Nellie felt the pricks on her back that came with being watched and, clutching the towel around her, she walked over to the open window. Her wet hair made the cold weather even worse, and she squinted as she peered around street level. Nothing.
She couldn't shake the feeling though, so she shut the window and closed the blinds tightly. I've been in this dressing room for the last four hours. I probably should head back to the hotel room.
She wished that the backup singers had been put in the same hotel as her, but management could only afford to spend so much money on this tour and thought that only Nellie would get the best of the best. So while she was staying in four-star hotels in the penthouse suites, her backup singers got the lower end of the bargain.
Ariel, Oona, Felicity, and - her heart fluttered - Harmony deserved more than the stereotypical Holiday Inn that was placed a block away from the nice hotel she was in. They were very good singers, and pretty too. They had families to worry about and she didn't.
She considered asking the four if they wanted to stay with her since she did have room for them, but the thought of sharing a room with Harmony for the next three days made her blush. Which was weird. Because she wasn't in love.
Or was she?
No. She wouldn't even consider it.
Her religious side chose that moment to come out, and she clutched the holy water she would put around her neck before every concert. Homosexuality, though she didn't disapprove of it to the level of being a homophobe, was a sin. And she didn't want to partake in it.
But . . . Harmony was better than any boy she'd ever known. She'd never been interested in guys anyway.
Oh no, what if she'd always been a lesbian?
Maybe that was why her parents were gone. Maybe they'd staged their deaths just so they wouldn't have to deal with having a lesbian daughter anymore.
Yeah, right, Nellie. Your parents loved you.
As she pulled on jeans and her own concert t-shirt, her mind wandered back to the letter she'd found.
The letter threatening her.
Well, even if she wasn't a lesbian, someone suspected her of being so. And someone wanted to spill that to the media.
She might as well accept it, she was doomed to be shamed for it either way.
And if she wasn't in love with Harmony, then why was she thinking about her and why was she imagining her future with her? She'd only known her for a day.

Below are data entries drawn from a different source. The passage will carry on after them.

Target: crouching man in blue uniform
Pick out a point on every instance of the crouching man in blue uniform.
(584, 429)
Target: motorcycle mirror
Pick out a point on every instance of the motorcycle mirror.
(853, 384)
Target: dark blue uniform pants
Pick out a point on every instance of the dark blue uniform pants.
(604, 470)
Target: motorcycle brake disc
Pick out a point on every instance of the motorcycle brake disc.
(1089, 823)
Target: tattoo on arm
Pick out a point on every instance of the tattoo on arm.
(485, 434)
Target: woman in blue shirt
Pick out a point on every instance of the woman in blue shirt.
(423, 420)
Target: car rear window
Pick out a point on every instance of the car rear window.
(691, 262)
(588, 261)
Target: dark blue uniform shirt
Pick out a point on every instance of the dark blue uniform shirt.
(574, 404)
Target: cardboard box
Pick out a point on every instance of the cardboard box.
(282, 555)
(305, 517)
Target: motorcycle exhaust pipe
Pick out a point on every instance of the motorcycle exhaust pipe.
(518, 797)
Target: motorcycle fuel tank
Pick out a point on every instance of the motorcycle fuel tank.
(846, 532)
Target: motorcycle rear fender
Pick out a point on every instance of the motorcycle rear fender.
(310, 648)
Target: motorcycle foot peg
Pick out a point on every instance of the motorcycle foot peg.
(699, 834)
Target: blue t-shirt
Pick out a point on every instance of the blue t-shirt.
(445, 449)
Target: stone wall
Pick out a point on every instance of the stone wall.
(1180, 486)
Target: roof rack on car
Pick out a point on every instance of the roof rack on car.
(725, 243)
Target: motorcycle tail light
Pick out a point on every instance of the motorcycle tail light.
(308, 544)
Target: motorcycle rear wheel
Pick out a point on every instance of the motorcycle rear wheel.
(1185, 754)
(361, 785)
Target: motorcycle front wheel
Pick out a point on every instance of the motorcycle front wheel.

And these were certainly symptoms she recognized from Disney movies she often hated for being unrealistic.
I'll give it a chance, she thought, grabbing her purse and slinging it over her shoulder as a piece of paper fluttered out. Oh no. She didn't feel like being threatened again, but she read it anyway to find eleven digits cleanly written.
A phone number.
And there were two possibilities here; it was either a fan or Harmony.
She always called numbers she received anyway, so this was a win-win situation.
She pulled out her iPhone and dialled.